1:12 It doesn't have a totally great understanding
1:15 and it's really focused on editing a single file which does lead
1:18 to certain types of programming styles
1:21 and an organization for Python projects
1:24 namely putting a lot of code into a single file.
1:27 Somewhere in the middle of the spectrum
1:29 I would put things like Sublime Text and Atom
1:32 and to maybe a little lesser degree Visual Studio Code
1:35 these are the more lightweight editors but they are GUIs,
1:39 as you can see this is a Mac application,
1:41 this Sublime Text right here, but of course it runs on other platforms as well,
1:45 but this is a GUI application right,
1:48 you wouldn't run this on the server when you are ssh-ed in.
1:51 So, there are limitations to using it, but it does understand more files,
1:54 it does have this little folder thing on the left,
1:57 there is lots of plugins, it does a lot of cool things and it's nice,
2:02 I would say this is a little more heavyweight than things like Emacs,
2:05 a little more restricted in where it runs
2:07 but not as holistically understanding of what you're up to as an IDE.
2:12 Speaking of which, there's PyCharm,
2:14 and it's one of the various IDEs that we can use for Python.
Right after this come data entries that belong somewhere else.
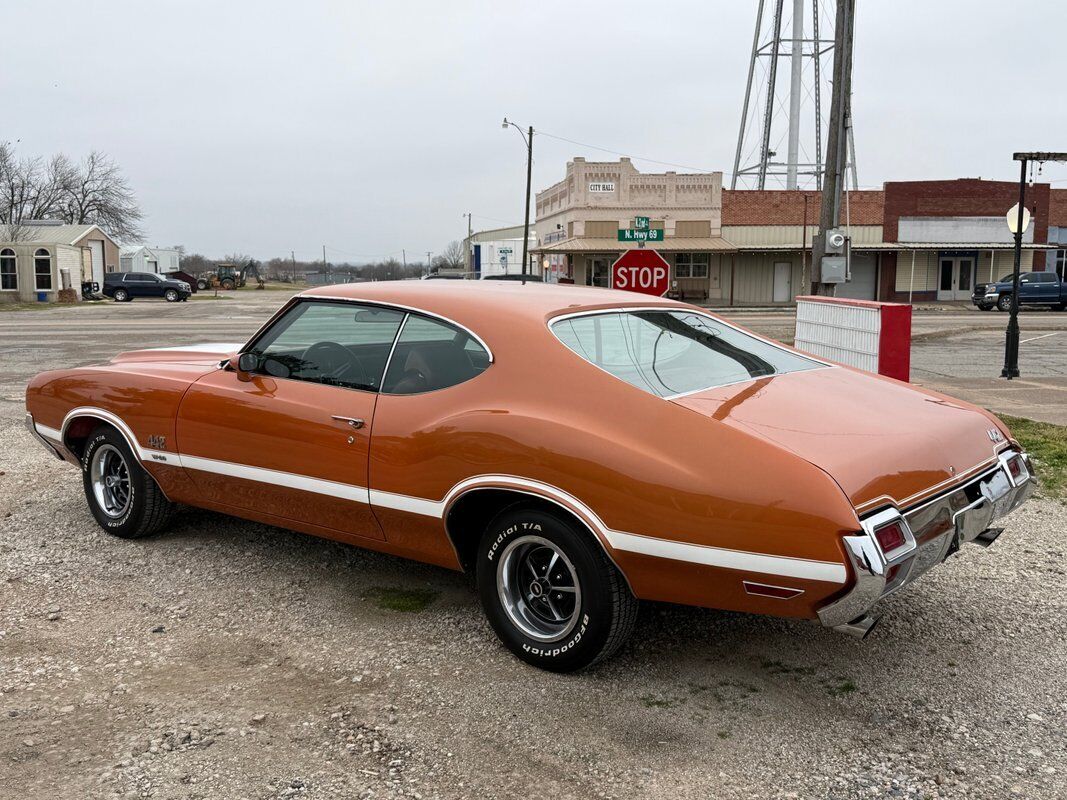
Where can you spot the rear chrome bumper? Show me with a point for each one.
(935, 530)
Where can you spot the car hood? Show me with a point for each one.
(880, 440)
(206, 354)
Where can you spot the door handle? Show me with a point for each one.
(354, 421)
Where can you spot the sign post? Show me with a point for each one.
(643, 271)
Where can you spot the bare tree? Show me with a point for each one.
(99, 194)
(31, 189)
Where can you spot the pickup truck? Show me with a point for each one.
(1035, 288)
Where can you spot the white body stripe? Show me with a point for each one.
(47, 432)
(698, 554)
(831, 572)
(259, 475)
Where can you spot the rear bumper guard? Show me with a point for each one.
(937, 529)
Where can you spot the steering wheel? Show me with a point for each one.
(336, 362)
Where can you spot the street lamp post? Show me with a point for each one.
(528, 137)
(1012, 334)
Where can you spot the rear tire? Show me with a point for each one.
(124, 498)
(561, 619)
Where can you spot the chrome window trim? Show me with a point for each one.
(380, 303)
(551, 322)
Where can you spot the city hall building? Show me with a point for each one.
(911, 241)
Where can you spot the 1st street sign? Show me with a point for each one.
(641, 270)
(633, 235)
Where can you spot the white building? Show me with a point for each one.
(143, 258)
(499, 252)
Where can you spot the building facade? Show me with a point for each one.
(48, 257)
(911, 241)
(499, 252)
(579, 220)
(143, 258)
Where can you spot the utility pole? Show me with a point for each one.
(526, 224)
(837, 140)
(1012, 334)
(468, 246)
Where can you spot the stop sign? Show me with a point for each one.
(641, 270)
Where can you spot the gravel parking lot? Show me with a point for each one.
(228, 659)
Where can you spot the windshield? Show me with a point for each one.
(669, 353)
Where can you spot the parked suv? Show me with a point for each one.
(125, 286)
(1035, 288)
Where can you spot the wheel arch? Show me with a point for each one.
(468, 510)
(79, 424)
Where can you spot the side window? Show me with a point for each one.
(430, 355)
(336, 344)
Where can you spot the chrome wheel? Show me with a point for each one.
(539, 588)
(110, 477)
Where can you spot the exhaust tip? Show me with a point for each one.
(987, 537)
(860, 627)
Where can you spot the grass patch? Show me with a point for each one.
(845, 687)
(1047, 445)
(394, 598)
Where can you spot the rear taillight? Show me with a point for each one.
(890, 537)
(1015, 467)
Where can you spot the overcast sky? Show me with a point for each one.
(371, 127)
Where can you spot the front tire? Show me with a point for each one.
(124, 498)
(550, 592)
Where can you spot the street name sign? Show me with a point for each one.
(632, 235)
(641, 270)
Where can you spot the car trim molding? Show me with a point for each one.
(830, 572)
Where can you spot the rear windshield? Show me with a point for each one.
(669, 353)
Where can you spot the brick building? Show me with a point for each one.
(921, 241)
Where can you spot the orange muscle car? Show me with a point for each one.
(575, 449)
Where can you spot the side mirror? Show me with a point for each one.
(244, 365)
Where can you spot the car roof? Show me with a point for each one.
(473, 301)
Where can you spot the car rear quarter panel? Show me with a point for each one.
(144, 396)
(642, 464)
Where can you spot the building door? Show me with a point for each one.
(96, 253)
(783, 282)
(955, 277)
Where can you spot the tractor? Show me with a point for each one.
(228, 276)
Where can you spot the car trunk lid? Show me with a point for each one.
(880, 440)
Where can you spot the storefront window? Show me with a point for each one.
(9, 273)
(43, 270)
(691, 265)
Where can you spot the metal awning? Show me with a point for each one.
(673, 244)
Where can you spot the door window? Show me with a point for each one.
(336, 344)
(430, 355)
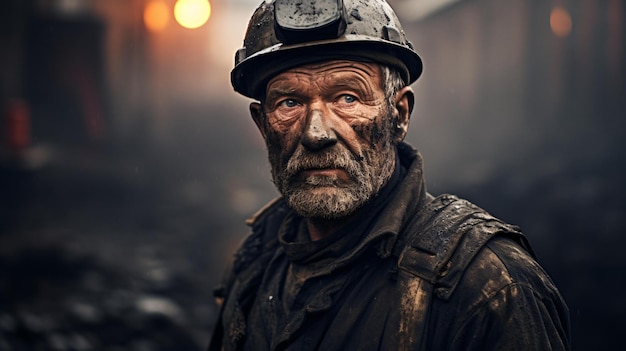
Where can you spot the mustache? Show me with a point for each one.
(337, 157)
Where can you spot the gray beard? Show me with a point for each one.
(326, 197)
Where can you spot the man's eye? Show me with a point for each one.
(349, 99)
(289, 103)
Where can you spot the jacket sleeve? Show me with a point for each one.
(507, 302)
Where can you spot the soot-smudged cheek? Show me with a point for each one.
(372, 133)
2:19 It understands a lots of stuff about our code,
2:22 you can see we've got our project structure,
2:24 it has a little runner down here, up in the top right it has the database.
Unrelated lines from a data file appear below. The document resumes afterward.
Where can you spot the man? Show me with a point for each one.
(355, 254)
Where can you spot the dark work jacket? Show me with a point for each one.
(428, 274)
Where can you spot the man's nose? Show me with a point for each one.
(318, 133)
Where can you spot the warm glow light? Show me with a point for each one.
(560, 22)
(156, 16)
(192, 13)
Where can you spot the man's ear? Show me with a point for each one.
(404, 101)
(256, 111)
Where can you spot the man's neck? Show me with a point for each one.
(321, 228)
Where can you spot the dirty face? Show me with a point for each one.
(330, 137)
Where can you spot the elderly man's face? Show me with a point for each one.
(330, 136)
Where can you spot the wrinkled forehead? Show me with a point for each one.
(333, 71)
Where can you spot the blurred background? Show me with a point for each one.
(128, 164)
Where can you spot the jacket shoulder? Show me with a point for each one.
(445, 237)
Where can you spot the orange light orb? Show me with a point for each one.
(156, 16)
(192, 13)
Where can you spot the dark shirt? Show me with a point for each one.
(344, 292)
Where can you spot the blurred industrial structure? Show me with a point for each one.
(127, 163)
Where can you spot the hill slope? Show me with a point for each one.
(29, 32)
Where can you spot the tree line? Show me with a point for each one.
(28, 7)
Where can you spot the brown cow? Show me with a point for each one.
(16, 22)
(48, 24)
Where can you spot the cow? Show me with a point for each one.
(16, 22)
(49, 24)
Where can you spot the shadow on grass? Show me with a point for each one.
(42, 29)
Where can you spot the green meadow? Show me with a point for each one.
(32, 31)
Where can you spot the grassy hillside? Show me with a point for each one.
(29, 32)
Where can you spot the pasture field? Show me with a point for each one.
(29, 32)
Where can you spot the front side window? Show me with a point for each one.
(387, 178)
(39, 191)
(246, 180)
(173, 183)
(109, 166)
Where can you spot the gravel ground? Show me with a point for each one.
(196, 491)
2:28 Now this app doesn't actually talk to the database
2:30 but if it did, it would have a database view,
2:33 I could generate UML diagrams from my data,
2:36 or I could have a query window with auto completion pop-up.
2:42 It's more heavyweight, it takes more to start, more to install and things like that,
2:46 but it's definitely worth it in my opinion.
2:50 What we should be optimizing for is programmer productivity,
2:54 not rapidness of tools or efficiency of memory or something silly like that
2:58 when memory is cheap and our computers are fast.
3:01 So, I would say you should want to think about
3:03 where PyCharm lands on the spectrum
3:06 and I would put it at the far right, on the IDE of big heavyweight tool
3:09 but I think it's also a big, powerful tool that is worth it.